Civil litigation filed in a Scottish court this week reveals that former FanDuel CEO Nigel Eccles, along with three other founders of the company – Lesley Eccles, Tom Griffiths and Rob Jones – are unhappy with the manner in which they claim Paddy Power Betfair directors “purposely undervalued” FanDuel in the recent $465 million acquisition of the company.

The plaintiffs claim that Paddy Power Betfair stock rose 28 percent in the two weeks following the liberalisation of US sports betting by the Supreme Court in May this year, and that FanDuel’s stock valuation was not recalculated until the deal was closed.

Under the terms of the deal some of the early investors in FanDuel were guaranteed windfalls, while those who held non-preferred shares – including the plaintiffs – were not. The plaintiffs are seeking around $120 million as compensation from PPB.

The plaintiffs, as founders of the company, had already departed FanDuel when the acquisition took place, but had maintained a substantial ‘non-preferred’ share arrangement, attached to FanDuel’s future outcome.

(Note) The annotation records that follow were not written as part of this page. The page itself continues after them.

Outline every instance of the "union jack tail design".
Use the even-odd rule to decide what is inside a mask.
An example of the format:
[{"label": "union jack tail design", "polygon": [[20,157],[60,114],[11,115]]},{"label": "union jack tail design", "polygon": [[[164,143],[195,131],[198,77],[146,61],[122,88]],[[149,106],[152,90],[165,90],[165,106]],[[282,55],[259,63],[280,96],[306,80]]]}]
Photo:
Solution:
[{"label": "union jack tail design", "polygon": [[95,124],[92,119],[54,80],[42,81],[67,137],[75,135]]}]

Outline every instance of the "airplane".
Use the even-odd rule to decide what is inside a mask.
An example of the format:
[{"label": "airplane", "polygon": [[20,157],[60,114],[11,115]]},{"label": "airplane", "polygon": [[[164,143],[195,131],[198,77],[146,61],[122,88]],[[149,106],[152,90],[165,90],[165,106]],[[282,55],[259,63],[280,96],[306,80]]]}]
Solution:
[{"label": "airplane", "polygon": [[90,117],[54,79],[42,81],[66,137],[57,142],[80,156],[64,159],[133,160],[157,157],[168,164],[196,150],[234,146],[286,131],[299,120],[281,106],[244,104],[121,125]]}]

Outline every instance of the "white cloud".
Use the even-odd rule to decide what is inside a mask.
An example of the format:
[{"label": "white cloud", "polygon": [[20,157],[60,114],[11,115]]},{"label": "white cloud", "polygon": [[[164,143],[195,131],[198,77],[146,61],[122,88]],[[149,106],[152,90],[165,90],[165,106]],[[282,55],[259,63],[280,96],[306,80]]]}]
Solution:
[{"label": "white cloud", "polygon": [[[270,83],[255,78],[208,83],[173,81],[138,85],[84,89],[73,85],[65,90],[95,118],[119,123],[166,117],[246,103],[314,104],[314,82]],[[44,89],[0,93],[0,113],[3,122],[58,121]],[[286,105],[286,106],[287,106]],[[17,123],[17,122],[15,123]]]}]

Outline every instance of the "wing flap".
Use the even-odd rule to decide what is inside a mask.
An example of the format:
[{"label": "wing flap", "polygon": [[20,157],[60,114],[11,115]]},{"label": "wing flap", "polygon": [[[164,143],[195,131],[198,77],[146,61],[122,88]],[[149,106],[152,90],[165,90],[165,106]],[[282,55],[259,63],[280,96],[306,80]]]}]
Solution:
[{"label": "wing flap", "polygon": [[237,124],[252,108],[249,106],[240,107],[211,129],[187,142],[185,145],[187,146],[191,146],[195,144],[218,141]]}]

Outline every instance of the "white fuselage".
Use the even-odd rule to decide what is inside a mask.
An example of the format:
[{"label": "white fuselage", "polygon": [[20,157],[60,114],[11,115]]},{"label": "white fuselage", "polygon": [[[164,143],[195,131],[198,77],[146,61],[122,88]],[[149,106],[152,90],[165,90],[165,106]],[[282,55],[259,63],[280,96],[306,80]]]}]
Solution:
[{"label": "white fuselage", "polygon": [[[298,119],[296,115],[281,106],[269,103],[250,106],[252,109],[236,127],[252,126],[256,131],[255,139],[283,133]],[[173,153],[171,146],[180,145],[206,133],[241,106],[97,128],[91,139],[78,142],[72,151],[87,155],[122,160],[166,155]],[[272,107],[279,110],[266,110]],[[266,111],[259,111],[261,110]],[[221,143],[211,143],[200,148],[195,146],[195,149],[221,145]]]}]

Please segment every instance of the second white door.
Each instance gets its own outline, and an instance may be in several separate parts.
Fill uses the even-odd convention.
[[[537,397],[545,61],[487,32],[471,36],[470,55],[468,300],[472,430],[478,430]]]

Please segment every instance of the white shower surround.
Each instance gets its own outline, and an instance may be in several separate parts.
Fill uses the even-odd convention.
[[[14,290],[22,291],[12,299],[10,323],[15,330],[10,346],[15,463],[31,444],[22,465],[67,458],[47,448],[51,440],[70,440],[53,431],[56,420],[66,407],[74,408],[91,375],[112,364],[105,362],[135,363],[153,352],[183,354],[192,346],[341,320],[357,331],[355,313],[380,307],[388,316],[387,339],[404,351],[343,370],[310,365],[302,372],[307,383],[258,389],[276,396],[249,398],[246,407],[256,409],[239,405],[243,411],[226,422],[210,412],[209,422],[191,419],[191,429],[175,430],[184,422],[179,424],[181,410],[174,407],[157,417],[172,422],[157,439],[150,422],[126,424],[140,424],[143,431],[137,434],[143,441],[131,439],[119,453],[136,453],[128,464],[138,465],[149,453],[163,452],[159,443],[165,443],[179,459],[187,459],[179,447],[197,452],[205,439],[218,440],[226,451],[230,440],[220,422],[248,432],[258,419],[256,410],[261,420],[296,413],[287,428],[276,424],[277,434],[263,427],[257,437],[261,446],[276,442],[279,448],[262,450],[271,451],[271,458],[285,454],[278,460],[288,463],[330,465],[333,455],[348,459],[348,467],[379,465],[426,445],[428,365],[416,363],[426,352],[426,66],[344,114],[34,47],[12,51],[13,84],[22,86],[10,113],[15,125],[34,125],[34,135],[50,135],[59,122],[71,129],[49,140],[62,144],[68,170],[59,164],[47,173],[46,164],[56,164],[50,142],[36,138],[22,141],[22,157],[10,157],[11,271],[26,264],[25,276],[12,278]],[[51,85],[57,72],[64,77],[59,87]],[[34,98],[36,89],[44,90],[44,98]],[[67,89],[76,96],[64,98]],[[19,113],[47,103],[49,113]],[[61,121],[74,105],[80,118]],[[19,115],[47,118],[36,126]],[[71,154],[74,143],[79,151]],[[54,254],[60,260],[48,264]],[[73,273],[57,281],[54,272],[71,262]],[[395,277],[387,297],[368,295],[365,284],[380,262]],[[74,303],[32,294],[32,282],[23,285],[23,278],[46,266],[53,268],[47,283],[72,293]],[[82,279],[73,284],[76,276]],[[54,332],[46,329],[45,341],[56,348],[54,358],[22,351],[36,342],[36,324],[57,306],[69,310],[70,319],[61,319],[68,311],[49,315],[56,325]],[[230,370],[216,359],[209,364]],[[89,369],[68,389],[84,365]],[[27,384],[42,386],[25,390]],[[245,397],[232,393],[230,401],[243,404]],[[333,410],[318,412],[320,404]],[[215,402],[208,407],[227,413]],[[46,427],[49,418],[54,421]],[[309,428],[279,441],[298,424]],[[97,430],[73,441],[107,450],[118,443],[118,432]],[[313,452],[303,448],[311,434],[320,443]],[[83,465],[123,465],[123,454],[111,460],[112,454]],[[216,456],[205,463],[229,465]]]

“The decision of the board not to seek and act upon a new market valuation in the face of a material event, which is likely to have significantly increased the market valuation of FanDuel, is a breach of its fiduciary duties,” the plaintiffs claim in their filing.

Following the acquisition, Paddy Power Betfair used the formerly DFS enterprise to create the sports betting focused FanDuel Group, merging FanDuel DFS and nascent sportsbook with other PPB assets in a US subsidiary designed to prosper from the newly liberalised US sports betting landscape.

PPB holds a 61 percent controlling share of the US business, an arrangement supported by powerful investors.

Paddy Power Betfair has responded to news of the litigation by commenting that the Eccles et al allegations are “not rooted in facts or reality”.

A spokesman said Wednesday: “In preparation for this deal, an exhaustive process was undertaken with the anticipation of PASPA’s likely repeal. The deal was consummated consistent with the corporate governance rules and cap table established under the former founders’ leadership.

“The facts are that this was a sound business transaction that achieved the highest valuation possible for shareholders and was the right strategic move for the company’s future.”